Here “people” refers to people who invest; for it is these people who Keynes applied the term “animal spirits” to. And it is not rocket science to anyone who understands the subject to see this and to further see that “inadequate spending” used the first time in the above means lower investment spending which causes in the Keynesian theory lower consumption spending (the second use of the term “inadequate spending”). How someone as smart as you could misread this is beyond me.

Seth September 12, 2011 at 5:00 pm

Are you referring to Mankiw’s NYT’s piece?

He did acknowledge that investment is a driver of booms and busts, but only pointed out animal spirits and lack of consumer demand as the potential causes.

Methinks1776 September 12, 2011 at 11:54 pm

Daniel,

Would those recent writings from Krugman be the ones where he laments sluggish investment and then advocates destruction of capital and more regulations to force firms to spend? I was wrong that Krugman dismisses regime uncertainty and government aggression as a variable. He, like Romer, believes it helps. Do you think business is too stupid to read or too dumb to understand the implications?

Why would firms replace capital purposely destroyed and why would firms invest in businesses where government is artificially raising costs by jacking up regulation?

Anotherphil September 12, 2011 at 12:53 pm

“Why do entrepreneurs and businesses, otherwise eager to take risks and compete for consumers’ dollars, remain inactive during prolonged recession?””

Because they don’t take foolish risks, unless they subsidized-see Solyndra.

kyle8 September 12, 2011 at 1:07 pm

What underlies all recessions is a bubble. and what underlies all bubbles is an excess in debt. The only real solution is time. It takes time to wash out the bad debt and reduce inventories.

But time is necessary but not sufficient. It also needs constancy, because recessions are driven by fear. There is not much a government can do except in those instances where perhaps lowering taxes(permanently) or lowering regulations may help. But the most important thing a government can do is offer a climate of certainty.

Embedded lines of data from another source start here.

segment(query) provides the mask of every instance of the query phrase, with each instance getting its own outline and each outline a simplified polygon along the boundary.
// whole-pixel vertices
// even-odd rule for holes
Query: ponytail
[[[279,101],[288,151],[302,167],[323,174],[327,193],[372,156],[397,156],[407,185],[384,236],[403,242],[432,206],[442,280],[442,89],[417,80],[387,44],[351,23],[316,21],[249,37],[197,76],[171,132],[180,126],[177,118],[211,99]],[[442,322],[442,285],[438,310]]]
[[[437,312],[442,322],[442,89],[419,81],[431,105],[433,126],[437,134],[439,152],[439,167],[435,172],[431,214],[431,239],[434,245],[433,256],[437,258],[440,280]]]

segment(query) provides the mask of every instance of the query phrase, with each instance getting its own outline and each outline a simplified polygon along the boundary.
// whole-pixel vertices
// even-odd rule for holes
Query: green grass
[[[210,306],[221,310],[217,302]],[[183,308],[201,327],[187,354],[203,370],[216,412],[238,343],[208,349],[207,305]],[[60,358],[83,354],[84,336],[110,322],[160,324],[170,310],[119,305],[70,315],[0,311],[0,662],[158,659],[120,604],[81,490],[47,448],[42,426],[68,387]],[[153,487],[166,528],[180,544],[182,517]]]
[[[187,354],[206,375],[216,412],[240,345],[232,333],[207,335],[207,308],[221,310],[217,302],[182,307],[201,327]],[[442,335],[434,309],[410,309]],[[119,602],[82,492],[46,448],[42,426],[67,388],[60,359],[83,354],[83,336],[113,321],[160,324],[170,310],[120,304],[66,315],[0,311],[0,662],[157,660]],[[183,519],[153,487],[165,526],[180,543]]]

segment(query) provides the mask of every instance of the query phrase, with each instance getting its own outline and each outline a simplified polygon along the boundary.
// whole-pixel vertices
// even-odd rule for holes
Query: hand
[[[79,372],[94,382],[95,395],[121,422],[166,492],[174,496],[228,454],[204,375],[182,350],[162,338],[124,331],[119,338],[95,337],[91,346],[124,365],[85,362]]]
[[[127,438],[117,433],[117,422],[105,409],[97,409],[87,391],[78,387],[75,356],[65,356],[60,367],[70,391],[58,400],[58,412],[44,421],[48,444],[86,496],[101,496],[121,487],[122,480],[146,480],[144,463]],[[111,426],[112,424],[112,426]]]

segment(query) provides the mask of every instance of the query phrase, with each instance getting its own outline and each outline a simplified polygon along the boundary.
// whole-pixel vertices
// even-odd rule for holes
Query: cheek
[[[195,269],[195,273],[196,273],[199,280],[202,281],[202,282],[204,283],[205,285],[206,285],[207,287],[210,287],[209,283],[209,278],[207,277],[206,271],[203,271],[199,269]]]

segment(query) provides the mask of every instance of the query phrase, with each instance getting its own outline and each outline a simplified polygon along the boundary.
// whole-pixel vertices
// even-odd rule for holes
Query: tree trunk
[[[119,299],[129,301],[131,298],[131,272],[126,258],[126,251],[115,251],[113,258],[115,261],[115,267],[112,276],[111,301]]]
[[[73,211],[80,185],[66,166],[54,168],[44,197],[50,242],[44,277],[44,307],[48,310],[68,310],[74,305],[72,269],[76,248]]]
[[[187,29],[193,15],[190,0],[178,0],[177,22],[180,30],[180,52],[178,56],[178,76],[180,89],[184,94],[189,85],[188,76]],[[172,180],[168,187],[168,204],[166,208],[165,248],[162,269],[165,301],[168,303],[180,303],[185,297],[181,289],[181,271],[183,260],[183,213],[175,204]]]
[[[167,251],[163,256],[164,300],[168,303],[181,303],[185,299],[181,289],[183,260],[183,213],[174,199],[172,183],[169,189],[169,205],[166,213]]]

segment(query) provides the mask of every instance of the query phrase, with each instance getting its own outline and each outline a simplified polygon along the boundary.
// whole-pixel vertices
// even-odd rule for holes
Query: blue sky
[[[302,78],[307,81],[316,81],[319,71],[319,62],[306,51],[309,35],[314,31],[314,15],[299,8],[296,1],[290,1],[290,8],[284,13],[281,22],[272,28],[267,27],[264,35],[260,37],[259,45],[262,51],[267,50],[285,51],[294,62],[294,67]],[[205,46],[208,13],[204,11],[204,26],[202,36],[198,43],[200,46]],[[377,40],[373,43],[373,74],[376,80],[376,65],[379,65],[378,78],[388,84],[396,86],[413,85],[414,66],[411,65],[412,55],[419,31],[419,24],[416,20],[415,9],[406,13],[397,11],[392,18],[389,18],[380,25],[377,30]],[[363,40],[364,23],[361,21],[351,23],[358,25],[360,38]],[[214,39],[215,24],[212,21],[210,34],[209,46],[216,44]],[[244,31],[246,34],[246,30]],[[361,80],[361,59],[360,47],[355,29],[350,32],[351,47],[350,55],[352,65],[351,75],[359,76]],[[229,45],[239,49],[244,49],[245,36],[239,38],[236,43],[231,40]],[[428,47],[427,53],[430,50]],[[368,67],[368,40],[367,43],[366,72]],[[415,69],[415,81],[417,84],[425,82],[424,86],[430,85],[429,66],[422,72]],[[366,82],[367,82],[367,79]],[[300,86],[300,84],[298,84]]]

Not a climate of rapid change. All that we have seen recently is an almost textbook case of what not to do. Excessive meddling in the money supply, inflation, ever increasing business regulation, temporary tax cuts. overspending, over-borrowing. All of these things contribute to uncertainty, they do not help, at all.

Invisible Backhand September 12, 2011 at 10:30 pm

What underlies all recessions is a bubble.

1907?

kyle8 September 13, 2011 at 6:52 am

I would suspect so. How much info do we have for that time period?

I am certain that if there was a recession it was preceded by some sort of over speculation and debt since that seems to happen every single time I have ever observed or read about.

Invisible Backhand September 13, 2011 at 12:08 pm

I’m in awe of your complete lack of self awareness.

EG September 12, 2011 at 1:31 pm

“So what Sept. 11 actually began was the U.S. reaction…to the challenge of terrorism. ”

Oh my! I wonder how much hate-mail George Will will get from the Paul-istians (or is it Paul-anians?) for such utter lack of adherence to Holy Scripture. Doesn’t he know that 9/11 was America’s fault?

Though I didn’t quite understand this parallel to Pearl Harbor (or rather the attempt to draw one).

Josephine Stalin September 12, 2011 at 2:21 pm

Well said EG.

Like my Uncle Joe said: Death solves all problems – no man, no problem.

George Will understands that everyone imposes his own system as far as his army can reach. America serves to enlighten the world with the understanding that capitalism is a weapon whose effects depend on the righteous holding it in their hands and aiming it at whomever we deem to be unrighteous.

The Ron Pauls and John Galts will continue to serve us, once they realize their is no Libertopia or Galt’s Gulch to run to, there is no boundaries to the American Empire nor limits to the force it can bring to bear against whoever it perceives as an enemy.

kyle8 September 12, 2011 at 2:46 pm

Hey at least you admit that it is an Empire.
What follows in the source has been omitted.